Gordon likes headlines that simply make too much sense not to be true, that certainly aren't, until they are.
The Biden Administration realized they had simply been outdone in sheer terms of money printer go brrrrrrrrr.
If the ministry of truth can be led by a nut-case off-broadway talentless jibber jabber queen of unfunny tiktoks, who suggests a blue check account should be given the power to edit other people's tweets, then surely this satirical article is absurdly tame.
BREAKING: Jerome Powell, Chair of US Federal Reserve, to be Replaced by Do Kwon, Terra-Luna-UST.

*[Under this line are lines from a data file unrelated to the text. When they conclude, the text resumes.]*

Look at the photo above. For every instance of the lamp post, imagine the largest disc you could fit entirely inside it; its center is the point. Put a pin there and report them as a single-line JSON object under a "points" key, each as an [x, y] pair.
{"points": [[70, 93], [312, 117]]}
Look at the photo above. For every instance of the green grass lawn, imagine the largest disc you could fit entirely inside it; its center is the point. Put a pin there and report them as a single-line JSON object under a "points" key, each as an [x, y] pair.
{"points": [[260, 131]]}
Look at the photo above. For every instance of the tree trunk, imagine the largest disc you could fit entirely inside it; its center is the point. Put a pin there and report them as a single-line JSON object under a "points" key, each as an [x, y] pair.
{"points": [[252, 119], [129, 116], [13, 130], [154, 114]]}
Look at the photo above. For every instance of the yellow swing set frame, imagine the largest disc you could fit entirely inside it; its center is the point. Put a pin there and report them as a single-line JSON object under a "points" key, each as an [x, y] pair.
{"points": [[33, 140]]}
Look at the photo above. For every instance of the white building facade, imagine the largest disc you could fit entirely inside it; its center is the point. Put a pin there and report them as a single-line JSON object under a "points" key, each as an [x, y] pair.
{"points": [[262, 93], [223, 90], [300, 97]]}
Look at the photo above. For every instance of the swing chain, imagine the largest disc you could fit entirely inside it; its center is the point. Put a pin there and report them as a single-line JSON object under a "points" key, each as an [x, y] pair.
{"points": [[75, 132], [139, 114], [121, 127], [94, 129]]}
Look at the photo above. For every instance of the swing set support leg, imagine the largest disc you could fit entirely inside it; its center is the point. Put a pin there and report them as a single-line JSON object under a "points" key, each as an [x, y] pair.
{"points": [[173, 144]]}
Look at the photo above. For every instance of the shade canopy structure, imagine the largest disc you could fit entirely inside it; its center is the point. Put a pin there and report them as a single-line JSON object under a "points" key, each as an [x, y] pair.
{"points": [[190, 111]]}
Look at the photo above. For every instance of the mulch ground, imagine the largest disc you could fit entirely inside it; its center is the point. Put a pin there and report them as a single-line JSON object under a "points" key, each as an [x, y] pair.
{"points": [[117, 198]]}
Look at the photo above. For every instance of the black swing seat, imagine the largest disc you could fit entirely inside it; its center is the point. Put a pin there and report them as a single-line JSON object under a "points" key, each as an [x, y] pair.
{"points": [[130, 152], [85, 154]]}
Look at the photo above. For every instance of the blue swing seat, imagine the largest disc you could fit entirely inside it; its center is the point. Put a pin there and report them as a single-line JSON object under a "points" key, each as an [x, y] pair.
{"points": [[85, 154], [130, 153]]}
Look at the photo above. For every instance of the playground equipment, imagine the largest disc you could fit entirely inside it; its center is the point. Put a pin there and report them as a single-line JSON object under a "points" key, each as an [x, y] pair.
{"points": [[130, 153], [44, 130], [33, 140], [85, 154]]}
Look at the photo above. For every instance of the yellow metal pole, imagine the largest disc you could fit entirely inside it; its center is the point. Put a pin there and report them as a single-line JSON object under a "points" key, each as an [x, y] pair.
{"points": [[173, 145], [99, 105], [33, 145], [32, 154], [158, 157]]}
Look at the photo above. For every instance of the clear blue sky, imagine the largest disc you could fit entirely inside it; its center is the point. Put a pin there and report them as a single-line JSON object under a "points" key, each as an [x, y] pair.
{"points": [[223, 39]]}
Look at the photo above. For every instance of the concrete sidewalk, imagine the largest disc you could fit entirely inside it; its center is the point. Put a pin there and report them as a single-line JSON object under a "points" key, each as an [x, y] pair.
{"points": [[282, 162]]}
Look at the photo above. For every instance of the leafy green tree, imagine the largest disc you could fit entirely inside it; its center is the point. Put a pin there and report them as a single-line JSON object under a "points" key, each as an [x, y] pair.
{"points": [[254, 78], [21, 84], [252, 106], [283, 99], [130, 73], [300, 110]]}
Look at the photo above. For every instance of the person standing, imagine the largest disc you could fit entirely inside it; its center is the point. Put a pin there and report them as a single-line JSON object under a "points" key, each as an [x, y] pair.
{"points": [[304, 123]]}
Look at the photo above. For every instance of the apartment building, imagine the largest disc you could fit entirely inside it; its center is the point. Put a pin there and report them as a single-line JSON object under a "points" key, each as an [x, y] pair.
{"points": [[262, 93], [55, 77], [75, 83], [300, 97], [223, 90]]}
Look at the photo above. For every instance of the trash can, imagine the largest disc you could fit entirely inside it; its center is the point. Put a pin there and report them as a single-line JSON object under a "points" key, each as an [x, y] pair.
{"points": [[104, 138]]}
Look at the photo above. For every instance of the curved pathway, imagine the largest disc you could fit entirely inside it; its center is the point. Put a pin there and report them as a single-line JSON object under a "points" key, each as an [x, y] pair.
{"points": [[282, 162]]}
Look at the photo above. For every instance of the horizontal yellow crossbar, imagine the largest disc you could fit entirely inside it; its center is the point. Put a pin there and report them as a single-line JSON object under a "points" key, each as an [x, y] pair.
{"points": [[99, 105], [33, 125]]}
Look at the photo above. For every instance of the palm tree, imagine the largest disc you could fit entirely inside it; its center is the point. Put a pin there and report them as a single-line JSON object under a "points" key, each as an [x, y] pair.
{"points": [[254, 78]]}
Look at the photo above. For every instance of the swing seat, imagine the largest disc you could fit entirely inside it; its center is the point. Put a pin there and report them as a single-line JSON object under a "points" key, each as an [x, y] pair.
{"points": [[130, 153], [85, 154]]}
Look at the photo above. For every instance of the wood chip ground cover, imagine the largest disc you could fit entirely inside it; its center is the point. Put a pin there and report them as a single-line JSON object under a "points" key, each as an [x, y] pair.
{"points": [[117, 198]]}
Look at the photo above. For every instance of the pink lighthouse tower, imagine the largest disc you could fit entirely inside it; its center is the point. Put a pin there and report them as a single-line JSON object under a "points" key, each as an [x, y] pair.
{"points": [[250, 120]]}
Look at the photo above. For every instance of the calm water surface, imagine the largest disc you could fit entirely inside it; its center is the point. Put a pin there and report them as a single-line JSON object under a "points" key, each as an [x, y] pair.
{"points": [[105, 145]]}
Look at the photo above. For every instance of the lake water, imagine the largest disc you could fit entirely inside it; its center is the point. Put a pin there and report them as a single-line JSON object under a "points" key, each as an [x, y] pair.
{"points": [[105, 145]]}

When LUNA, backed by Bitcoin, couldn't back the unbackable peg for Terra (UST) to the US dollar, it was a Ponzi trying to chase a Ponzi, except in this case, both perpetrators were chasing their own tail. After liquidating all of their Bitcoin, Do Kwon proceeded to dilute the value of the Luna token by minting babillzions of new Luna in their supply, as UST couldn't hold it's $0.33 to the $1, causing Luna to drop from $116 eventually down to $0.00001.

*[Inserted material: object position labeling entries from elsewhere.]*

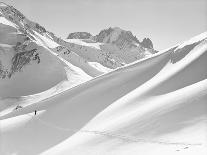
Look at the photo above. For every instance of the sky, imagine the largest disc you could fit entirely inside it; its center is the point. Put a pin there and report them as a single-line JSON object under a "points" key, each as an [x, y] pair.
{"points": [[165, 22]]}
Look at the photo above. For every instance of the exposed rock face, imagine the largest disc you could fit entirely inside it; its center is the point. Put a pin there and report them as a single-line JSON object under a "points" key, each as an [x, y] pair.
{"points": [[79, 35], [21, 58], [116, 36], [147, 43]]}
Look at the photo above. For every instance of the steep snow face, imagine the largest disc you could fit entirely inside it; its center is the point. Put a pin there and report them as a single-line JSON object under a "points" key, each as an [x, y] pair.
{"points": [[26, 67], [28, 62], [165, 114], [154, 106]]}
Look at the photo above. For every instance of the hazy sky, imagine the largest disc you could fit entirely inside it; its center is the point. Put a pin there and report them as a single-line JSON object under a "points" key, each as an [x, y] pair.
{"points": [[166, 22]]}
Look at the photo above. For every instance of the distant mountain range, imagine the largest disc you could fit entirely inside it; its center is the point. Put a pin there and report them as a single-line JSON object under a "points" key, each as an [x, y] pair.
{"points": [[115, 36]]}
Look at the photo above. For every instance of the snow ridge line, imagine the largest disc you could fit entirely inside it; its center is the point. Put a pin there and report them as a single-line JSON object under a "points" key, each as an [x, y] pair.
{"points": [[118, 136]]}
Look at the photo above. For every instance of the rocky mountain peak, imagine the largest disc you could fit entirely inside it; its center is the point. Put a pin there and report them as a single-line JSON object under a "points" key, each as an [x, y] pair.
{"points": [[79, 35], [147, 43]]}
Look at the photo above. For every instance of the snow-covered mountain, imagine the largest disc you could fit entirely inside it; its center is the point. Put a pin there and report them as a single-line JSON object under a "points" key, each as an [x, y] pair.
{"points": [[28, 50], [112, 47], [51, 104], [28, 62], [154, 106]]}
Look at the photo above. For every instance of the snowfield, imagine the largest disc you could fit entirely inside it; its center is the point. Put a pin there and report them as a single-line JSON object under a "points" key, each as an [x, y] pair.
{"points": [[58, 99], [154, 106]]}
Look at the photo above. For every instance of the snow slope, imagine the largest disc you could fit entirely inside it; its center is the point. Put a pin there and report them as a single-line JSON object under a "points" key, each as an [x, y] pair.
{"points": [[154, 106]]}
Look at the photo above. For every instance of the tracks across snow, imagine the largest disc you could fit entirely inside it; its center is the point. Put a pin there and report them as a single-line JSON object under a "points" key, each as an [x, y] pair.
{"points": [[110, 134]]}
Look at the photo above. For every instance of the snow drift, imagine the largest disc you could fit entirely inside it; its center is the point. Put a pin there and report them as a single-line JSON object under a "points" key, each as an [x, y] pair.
{"points": [[154, 106]]}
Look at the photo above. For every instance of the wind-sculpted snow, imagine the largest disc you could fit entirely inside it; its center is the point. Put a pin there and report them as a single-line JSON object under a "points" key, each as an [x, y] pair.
{"points": [[50, 104], [154, 106]]}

---also in the news; crypto industry somehow admonishes those for finally correctly using the word "Ponzi" to identify an actual Ponzi scheme, to describe Terra (UST). All the others that are not Ponzis, may continue to be called a Ponzi, but if someone knowingly continues to back a fraudulent algo-based stablecoin with new investments, while liquidating the backed supply, minting new coins to dump at market, actually is a form of a Ponzi, although even Ponzi may not have gone so far. ---
Do Kwon's sheer determination caught the eye of the Biden administration, who saw the potential in printing such excess money, but even Powell thought this degree of dilution was absurd, so they canned him and brought Kwon on board.

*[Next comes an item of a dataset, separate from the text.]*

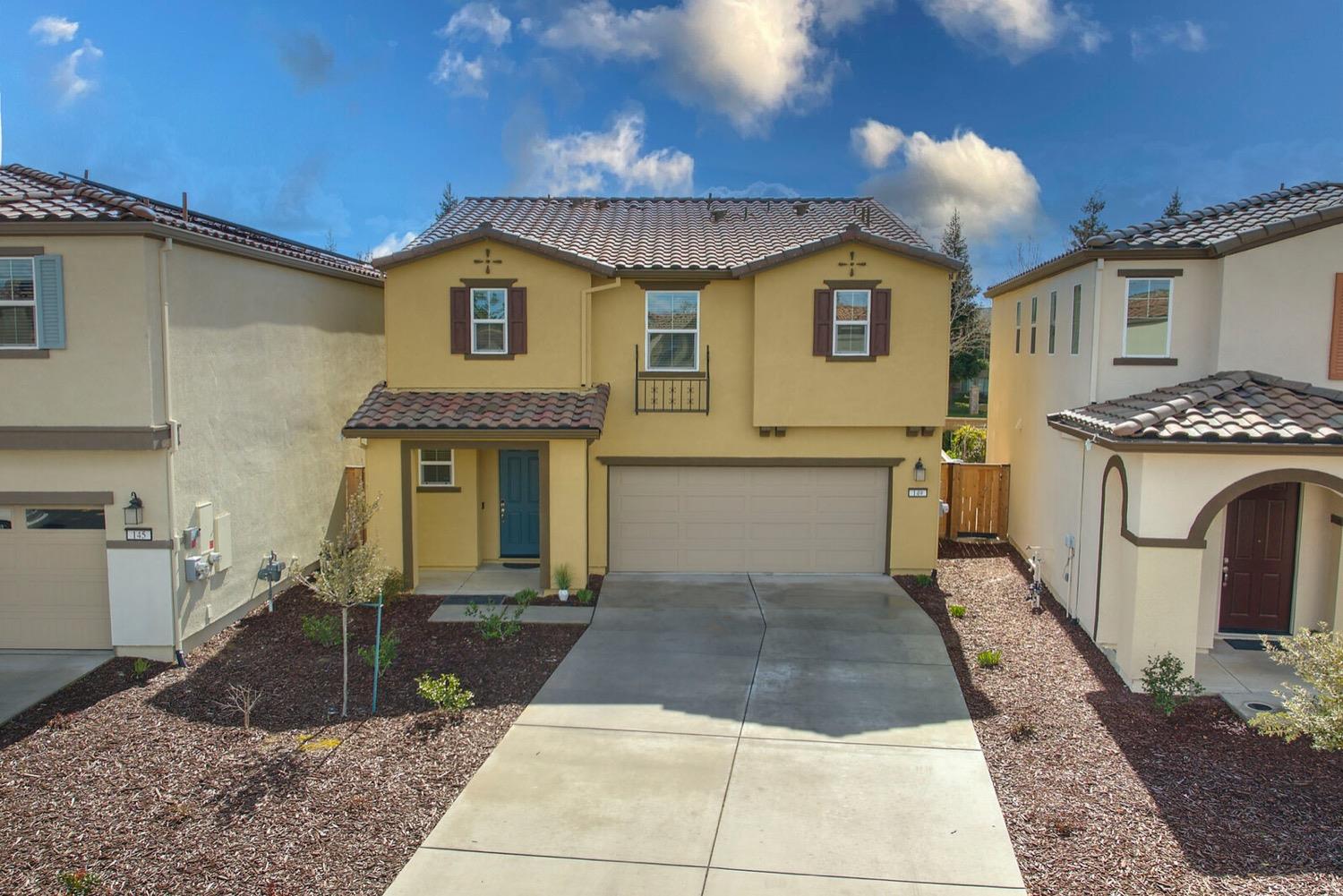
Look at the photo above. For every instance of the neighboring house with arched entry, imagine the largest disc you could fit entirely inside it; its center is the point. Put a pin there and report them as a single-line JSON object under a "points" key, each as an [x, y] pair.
{"points": [[1173, 517]]}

As a result, the Biden administration will be announcing a few new treats for the far-lost-minds of the left:
$700B daily care packages for Ukraine
$701B daily care packages to Russia with Love, sincerely from 'the Big Guy'
$3T in funding for the House Committee on Financial Gender Diversity Inflationary Pronouns
$1T to teach CEP in First Grade (Critical Epsteinian Philosophy).
$5 for US military
(yes, I typed it right lol)
$700T new dollars "just 'cuz"
Kwon was also offered a position at 'The Doge' and 'SHIB', but turned them down, wanting to "take a breather" from crypto as he undergoes "extreme plastic surgery", and a name change, uncleverly choosing "Dont Kon", along with new pronouns. His profiles simply state: My pronouns are He, and Scams.
All of this is 100% true and you know it, except for the few parts about... this blog post.
And on that note, Crypto Gordon Freeman, the free man, for now... out.